The population-based cohort of MrOS Sweden included 3014 men (age 69–81 years). At inclusion intact FGF23, intact parathyroid hormone (PTH), 25 hydroxyl vitamin D (25D), calcium and phosphate were measured. Mortality data were collected after an average of 4.5 years follow-up. 352 deaths occurred, 132 of CVD. Association between FGF23 and mortality was analyzed in quartiles of FGF23. Kaplan-Meier curves and Log-rank test were used to examine time to events. Cox proportional hazards regression was used to examine the association between FGF23, in quartiles and as a continuous variable, with mortality. The associations were also analyzed in the sub-cohort with estimated glomerular filtration rate (eGFR) above 60 ml/min/1.73 m2.

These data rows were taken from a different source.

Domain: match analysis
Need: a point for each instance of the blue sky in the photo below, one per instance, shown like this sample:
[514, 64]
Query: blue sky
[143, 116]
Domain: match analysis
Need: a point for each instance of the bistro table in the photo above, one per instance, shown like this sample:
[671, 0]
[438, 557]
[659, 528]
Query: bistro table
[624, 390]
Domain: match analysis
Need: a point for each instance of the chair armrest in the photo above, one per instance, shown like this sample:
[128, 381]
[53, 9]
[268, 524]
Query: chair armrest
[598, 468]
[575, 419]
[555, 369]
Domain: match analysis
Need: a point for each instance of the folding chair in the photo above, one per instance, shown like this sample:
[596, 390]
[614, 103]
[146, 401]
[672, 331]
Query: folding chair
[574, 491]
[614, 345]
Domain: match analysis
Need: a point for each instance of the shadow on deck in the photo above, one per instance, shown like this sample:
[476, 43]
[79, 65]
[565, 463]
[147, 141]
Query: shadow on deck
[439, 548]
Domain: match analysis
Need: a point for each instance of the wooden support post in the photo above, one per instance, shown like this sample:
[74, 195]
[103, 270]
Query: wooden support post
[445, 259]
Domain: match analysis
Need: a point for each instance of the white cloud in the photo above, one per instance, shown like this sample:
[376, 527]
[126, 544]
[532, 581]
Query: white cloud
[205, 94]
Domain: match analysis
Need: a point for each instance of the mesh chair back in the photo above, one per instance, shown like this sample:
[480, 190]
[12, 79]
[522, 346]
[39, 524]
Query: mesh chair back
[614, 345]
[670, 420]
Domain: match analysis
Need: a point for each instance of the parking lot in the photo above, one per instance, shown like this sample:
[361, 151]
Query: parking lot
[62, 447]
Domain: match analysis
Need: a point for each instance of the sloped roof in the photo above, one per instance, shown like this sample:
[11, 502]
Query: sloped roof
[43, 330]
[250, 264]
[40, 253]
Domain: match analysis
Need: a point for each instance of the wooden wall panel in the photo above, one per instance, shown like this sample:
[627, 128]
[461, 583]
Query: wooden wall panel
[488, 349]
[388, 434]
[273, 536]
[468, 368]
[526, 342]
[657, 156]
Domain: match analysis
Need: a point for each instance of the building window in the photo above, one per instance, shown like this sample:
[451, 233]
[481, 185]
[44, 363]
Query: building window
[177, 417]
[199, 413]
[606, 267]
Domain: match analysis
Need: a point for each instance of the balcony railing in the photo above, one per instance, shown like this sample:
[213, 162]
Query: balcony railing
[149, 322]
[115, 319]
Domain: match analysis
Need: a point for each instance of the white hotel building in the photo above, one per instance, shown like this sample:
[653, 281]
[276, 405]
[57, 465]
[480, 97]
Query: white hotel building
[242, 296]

There was no association between FGF23 and all-cause mortality, Hazard ratio (HR) 95% confidence interval (CI): 1.02 (0.89-1.17). For CVD death the HR (95% CI) was 1.26 (0.99 - 1.59)/(1-SD) increase in log(10)FGF23 after adjustment for eGFR, and other confounders. In the sub-cohort with eGFR > 60 ml/min/1.73 m2 the HR (95% CI) for CVD death was 55% (13–111)/(1-SD) increase in log(10)FGF23.
FGF23 is not associated with mortality of all-cause in elderly community living men, but there is a weak association with CVD death, even after adjustment for eGFR and the other confounders. The association with CVD death is noticeable only in the sub-cohort with preserved renal function.